Certo, molti altri sarebbero da includere, e Miodownik non manca di esporre gli effetti nefasti di certe innovazioni liquide, soprattutto in campo ambientale (i saponi liquidi all’olio di palma o i refrigeranti che tanto impattano sul riscaldamento del pianeta). C’è spazio però anche per molto ottimismo, visto che laddove i prodotti dell’Antropocene hanno fatto disastri, è proprio grazie a questi che, forse, possiamo invertire la rotta. L’ultima tappa del viaggio, dal titolo “Sostenibile”, è dedicata proprio al tema futuro e ambiente, con una carrellata delle invenzioni liquide più promettenti (i lab-on-chip, i filtri per desalinizzare l’acqua, le finestre autopulenti, i combustibili puliti eccetera).

Obiettivo raggiunto: la noia che quasi sempre accompagna la chimica e i suoi prodotti è vinta, anche i liquidi diventano protagonisti non più ignorati nelle nostre vite, così come per i primi materiali scrutati sul terrazzino londinese.

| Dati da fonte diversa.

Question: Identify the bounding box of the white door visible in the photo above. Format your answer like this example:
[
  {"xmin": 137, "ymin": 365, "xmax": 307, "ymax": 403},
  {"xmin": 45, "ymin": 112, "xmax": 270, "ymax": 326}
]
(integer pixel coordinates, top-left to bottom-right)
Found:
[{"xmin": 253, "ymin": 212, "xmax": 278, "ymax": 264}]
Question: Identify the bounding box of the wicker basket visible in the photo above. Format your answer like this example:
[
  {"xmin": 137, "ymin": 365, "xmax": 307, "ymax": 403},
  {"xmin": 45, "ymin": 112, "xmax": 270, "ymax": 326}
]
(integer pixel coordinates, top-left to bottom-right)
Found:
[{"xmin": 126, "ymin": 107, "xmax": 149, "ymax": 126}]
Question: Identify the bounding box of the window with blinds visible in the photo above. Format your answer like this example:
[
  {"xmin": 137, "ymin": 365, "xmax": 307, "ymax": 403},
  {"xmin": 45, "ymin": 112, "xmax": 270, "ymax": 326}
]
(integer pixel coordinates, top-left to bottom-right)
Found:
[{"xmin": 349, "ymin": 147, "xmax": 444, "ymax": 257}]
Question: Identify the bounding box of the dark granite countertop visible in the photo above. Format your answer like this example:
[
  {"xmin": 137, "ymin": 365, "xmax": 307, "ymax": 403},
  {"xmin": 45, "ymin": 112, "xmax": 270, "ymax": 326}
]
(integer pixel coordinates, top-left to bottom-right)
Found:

Del resto, lo stato liquido è solo uno degli aspetti che assume la sostanza di cui noi stessi siamo fatti, così come le nebulose ai confini del cosmo e le rocce fuse in fondo all’oceano. Meravigliosa e potente (e a volte pericolosa), come spiega Miodownik in modo convincente.

Meglio però non cercare di convincere di questo i propri compagni di bevute, citando le digressioni sull’“intossicante” alcool, davanti a un boccale di birra. Gli effetti potrebbero essere tutt’altro che meravigliosi.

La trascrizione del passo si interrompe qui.